A crowd formed at the site of the Atlantic City venue, and many cheered as 3,000 sticks of dynamite were used to bring the building to the ground in just 20 seconds.
Originally, the plan was to hold an auction tying into the demolition work, with the highest bidder getting the chance to hit the big red detonator. However, that hope was quashed when Carl Icahn, a billionaire friend of Trump’s, handed a cease and desist order to Bodnar’s Auctions. He instead made a donation to the Boys & Girls Club of Atlantic City, the children’s charity originally set to benefit from the sale.
The auction was given the green light by the city’s mayor, Marty Small, who was watching on as the casino was demolished. He said:
“I got chills. This is a historic moment. It was exciting.”

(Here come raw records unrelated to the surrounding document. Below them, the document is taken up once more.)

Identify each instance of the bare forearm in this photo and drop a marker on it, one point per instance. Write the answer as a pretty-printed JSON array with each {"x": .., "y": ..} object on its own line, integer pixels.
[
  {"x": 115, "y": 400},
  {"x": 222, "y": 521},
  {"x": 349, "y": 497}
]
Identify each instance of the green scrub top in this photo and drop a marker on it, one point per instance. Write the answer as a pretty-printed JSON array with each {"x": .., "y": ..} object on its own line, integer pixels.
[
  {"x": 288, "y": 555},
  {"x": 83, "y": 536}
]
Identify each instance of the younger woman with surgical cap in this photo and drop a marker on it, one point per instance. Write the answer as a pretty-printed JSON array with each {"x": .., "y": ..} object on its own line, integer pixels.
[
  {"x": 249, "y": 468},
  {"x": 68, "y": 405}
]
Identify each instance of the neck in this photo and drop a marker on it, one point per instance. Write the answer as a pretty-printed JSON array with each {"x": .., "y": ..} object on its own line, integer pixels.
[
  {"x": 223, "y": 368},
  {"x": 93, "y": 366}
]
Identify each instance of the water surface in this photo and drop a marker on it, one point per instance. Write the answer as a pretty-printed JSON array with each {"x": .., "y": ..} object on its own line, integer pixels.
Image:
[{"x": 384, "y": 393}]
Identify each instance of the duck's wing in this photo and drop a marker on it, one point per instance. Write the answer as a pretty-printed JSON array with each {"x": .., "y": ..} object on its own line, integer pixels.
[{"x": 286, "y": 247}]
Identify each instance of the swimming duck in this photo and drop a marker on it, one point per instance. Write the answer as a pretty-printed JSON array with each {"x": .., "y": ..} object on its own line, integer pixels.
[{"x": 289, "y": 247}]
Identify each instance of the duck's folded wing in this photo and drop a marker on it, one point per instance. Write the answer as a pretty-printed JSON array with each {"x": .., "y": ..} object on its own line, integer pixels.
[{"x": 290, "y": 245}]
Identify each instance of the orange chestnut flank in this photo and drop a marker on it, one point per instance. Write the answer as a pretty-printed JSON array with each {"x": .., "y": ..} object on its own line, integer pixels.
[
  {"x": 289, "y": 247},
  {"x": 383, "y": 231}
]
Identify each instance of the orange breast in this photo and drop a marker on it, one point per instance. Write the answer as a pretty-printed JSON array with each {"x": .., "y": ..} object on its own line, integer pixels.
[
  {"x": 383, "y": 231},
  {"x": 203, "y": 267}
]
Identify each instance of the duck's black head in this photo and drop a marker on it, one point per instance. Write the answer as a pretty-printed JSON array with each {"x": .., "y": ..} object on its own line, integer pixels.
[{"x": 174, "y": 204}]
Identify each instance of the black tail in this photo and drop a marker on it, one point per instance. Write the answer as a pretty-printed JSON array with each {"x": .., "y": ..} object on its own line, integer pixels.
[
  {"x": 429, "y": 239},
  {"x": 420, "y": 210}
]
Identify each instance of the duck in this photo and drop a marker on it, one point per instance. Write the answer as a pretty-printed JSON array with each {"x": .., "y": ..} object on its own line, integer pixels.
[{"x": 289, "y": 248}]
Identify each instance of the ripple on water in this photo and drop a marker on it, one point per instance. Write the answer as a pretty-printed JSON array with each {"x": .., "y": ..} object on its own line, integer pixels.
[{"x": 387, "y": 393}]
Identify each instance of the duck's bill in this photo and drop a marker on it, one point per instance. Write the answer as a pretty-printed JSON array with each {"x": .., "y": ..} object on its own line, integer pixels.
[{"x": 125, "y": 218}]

The 32-storey building now lies in a pile of rubble standing eight storeys high on the famous Atlantic City boardwalk. Small expects the area to be cleared by June, and some of the concrete will be used by environmentalists in an artificial reef project off the coast of New Jersey.
And Then Muhammad Ali, Oprah Winfrey and Hulk Hogan Walk In…
There was much fanfare when the Trump Plaza opened its doors for the first time in 1984, with Atlantic City considered to be the east’s version of Las Vegas – at the time, a glamorous place oozing wealth and razzle dazzle.
Trump would lay on glitzy parties for his celebrity chums, while big boxing fights next door at the Boardwalk Hall would also attract a star-studded crowd – as remembered by the casino’s former events manager Bernie Dillon. He recalls:
“The way we put Trump Plaza and the city of Atlantic City on the map for the whole world was really incredible.
“Everyone from Hulk Hogan to Mick Jagger and Keith Richards, it was the whole gamut of personalities. One night before a Tyson fight I stopped dead in my tracks and looked about four rows in as the place was filling up, and there were two guys leaning in close and having a private conversation: Jack Nicholson and Warren Beatty.
“It was like that a lot: You had Madonna and Sean Penn walking in, Barbra Streisand and Don Johnson, Muhammad Ali would be there, Oprah sitting with Donald ringside.”
For those first couple of decades, Trump Plaza was the most successful city in the resort – a fact that the former president played on when talking up his hopes of landing a job at the White House.
However, like many of Trump’s business investments, things would eventually turn sour and the casino filed for bankruptcy in 2004 – not the first of his game houses to suffer that fate.
A decade later, the Trump Plaza closed its door for the final time as footfall got so low that it took the casino eight months to make the same amount of money that neighbouring Borgata made in just two weeks.
Today, there are no casinos left that bear the Trump name. Two of his last remaining properties changed their names after his successful presidential bid, so the industry is unlikely to ever see a Trump property open its doors again.